I am trying to join several messy datasets together without using "fuzzy matching".
In the core dataset (example dataset1 below), I have simple names for companies. In the datasets I would like to join on (that contain additional information about these companies), these names are accompanied by a variety of suffixes, prefixes, and other complications. These suffixes, prefixes are a wide variety of different lengths, making fuzzy matching less appropriate.
I would like to join based on whether strings in "exporter_group" in dataset1 are contained within strings in "company" in dataset2 as a first step, retaining the "company" column from dataset2 so that I can check the match manually.
Is this possible? Am I taking the right approach? Another way I've thought is creating a map of the simple company names and using a string matching mutate in dataset2 to create a column with the target simple name, then joining based on that new column..
Any help appreciated! The examples below are one company, in reality I will have several hundred so this needs to scale to that.

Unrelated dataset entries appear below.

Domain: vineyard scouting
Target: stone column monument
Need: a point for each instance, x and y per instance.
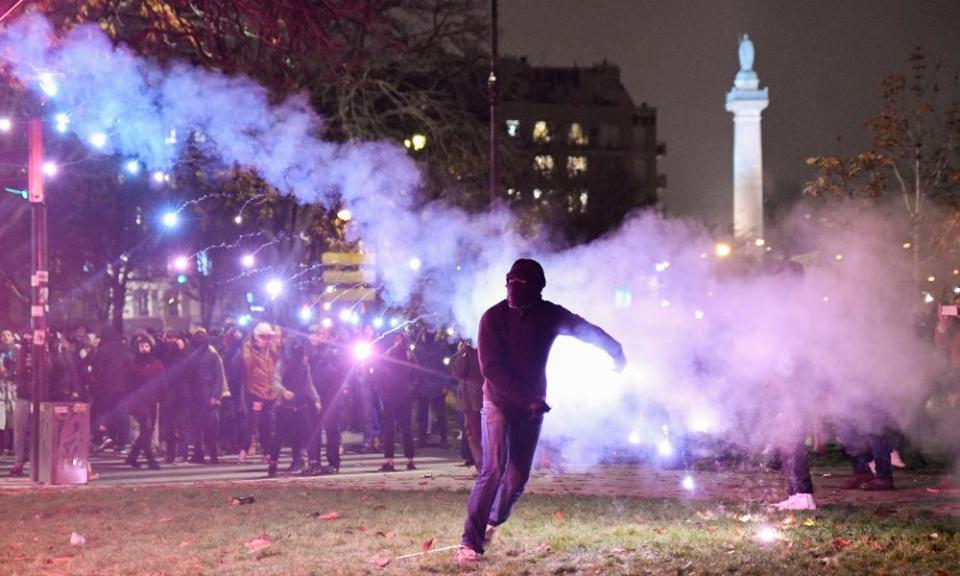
(746, 101)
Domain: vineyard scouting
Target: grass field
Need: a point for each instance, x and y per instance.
(298, 529)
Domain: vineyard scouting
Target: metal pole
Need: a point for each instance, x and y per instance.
(494, 98)
(38, 283)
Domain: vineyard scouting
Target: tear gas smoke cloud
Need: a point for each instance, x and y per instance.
(752, 357)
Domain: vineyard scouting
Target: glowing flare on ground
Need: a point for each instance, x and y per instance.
(665, 448)
(181, 263)
(768, 534)
(274, 288)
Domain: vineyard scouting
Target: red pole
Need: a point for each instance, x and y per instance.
(38, 283)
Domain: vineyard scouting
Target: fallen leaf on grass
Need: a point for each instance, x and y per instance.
(841, 543)
(381, 560)
(261, 542)
(708, 515)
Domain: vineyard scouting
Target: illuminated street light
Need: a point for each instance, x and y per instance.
(48, 84)
(181, 263)
(274, 288)
(98, 140)
(362, 350)
(61, 122)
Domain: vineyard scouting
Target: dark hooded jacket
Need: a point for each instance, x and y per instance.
(514, 345)
(203, 373)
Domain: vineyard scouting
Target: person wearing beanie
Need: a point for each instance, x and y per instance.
(515, 338)
(205, 386)
(145, 385)
(260, 356)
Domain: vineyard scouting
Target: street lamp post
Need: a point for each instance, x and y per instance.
(38, 283)
(494, 100)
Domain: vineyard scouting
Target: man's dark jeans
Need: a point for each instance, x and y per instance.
(509, 442)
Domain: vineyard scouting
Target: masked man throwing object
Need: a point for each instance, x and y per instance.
(514, 343)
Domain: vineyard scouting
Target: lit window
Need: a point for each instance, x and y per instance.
(541, 132)
(543, 163)
(610, 136)
(576, 165)
(577, 136)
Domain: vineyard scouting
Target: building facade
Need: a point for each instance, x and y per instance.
(583, 145)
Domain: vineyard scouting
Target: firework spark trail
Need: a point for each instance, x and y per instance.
(763, 346)
(246, 273)
(231, 245)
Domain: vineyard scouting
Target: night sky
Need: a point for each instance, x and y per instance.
(822, 61)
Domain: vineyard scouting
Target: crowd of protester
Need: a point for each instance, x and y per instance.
(250, 392)
(256, 392)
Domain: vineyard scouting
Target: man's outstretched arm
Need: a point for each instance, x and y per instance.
(576, 326)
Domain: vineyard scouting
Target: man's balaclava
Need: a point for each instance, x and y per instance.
(525, 282)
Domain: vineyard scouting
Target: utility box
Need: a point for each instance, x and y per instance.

dataset1 <- tibble::tribble(
~exporter_group, ~exporter,
"LOUIS DREYFUS", "LDC INDONESIA",
"LOUIS DREYFUS", "LDC TRADING INDONESIA",
"LOUIS DREYFUS", "LDC EAST INDONESIA",
"LOUIS DREYFUS", "LOUIS DREYFUS"
)
dataset2 <- tibble::tribble(
~company, ~parent_company, ~subsidiares, ~market_cap_usd, ~bloomberg_ticker, ~thomson_reuters_ticker,
"LOUIS DREYFUS COMPANY", NA, NA, NA, "0308213D NA EQUITY", NA
)
I've tried "fuzzy matching" and filtering based off "str_detect" but I've not quite got anywhere.